Canada’s S&P/TSX Composite Index finished up +6.8%, its strongest quarterly showing in almost five years. Energy was a leading contributor to performance as oil prices climbed to three-year highs. Missile strikes on Syria, the re-imposition of sanctions on Iran, and new sanctions on Venezuela, all rattled energy markets. The Canadian sector got a further boost on news the federal government was buying the Trans-Mountain pipeline expansion project. Crude prices retreated somewhat in June as Russia and OPEC agreed to raise output to cool the market, but the details of the actual deal sent prices upward again. U.S. markets were buoyed by energy as well, but to a lesser degree. The S&P 500 Composite Index was up +5.1% CAD and the Dow Jones Industrial Average +2.8% CAD, with returns to Canadian investors benefiting from a stronger U.S. dollar. Both countries’ markets also saw strength in technology shares, especially the mega-cap tech names that saw the biggest declines in the first quarter’s correction.

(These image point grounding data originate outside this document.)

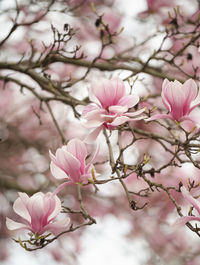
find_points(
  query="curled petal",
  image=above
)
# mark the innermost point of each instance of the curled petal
(119, 120)
(57, 226)
(12, 225)
(129, 101)
(78, 149)
(190, 199)
(93, 135)
(20, 208)
(183, 220)
(118, 109)
(159, 116)
(57, 172)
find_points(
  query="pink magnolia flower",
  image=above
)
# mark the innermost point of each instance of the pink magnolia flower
(37, 213)
(155, 6)
(179, 99)
(195, 203)
(110, 107)
(69, 162)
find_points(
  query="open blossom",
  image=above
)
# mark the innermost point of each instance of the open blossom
(179, 99)
(69, 162)
(37, 213)
(110, 107)
(195, 203)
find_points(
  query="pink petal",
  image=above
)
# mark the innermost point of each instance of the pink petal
(57, 226)
(55, 207)
(19, 206)
(57, 172)
(12, 225)
(70, 164)
(159, 116)
(118, 109)
(175, 97)
(165, 85)
(190, 199)
(93, 135)
(135, 113)
(78, 149)
(129, 101)
(109, 92)
(183, 220)
(190, 91)
(119, 120)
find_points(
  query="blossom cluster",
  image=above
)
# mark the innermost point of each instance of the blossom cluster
(110, 107)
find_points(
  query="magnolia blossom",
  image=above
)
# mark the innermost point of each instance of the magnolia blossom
(195, 203)
(37, 213)
(110, 107)
(179, 99)
(69, 162)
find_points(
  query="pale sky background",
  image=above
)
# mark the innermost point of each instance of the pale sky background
(104, 243)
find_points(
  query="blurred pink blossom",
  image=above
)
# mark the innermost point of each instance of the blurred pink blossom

Canadian government bond yields rose alongside U.S. treasury yields through April and May before reversing course and ending the quarter near where they had started. The retreat in yields came first in response to political chaos in Italy, and then due to the sharp escalation of trade war fears. The higher interest rates through most of the period put pressure on so-called “bond proxies”: the utilities, staples, and telecom sectors underperformed in both the S&P/TSX and S&P 500 indices.
The MSCI Europe Index managed only a slight rise of 0.8% $CAD. In addition to trade tensions and political turmoil, economic data showed a modest, but widespread, slowdown in growth during the quarter. Concerns about trade restrictions hit Asian shares particularly hard. The MSCI Asia Pacific Index, which has struggled since peaking in January, fell -1.3 $CAD. Despite the difficulties in overseas markets, the strength in North American equities lifted the MSCI World Index to a gain of 3.9% $CAD.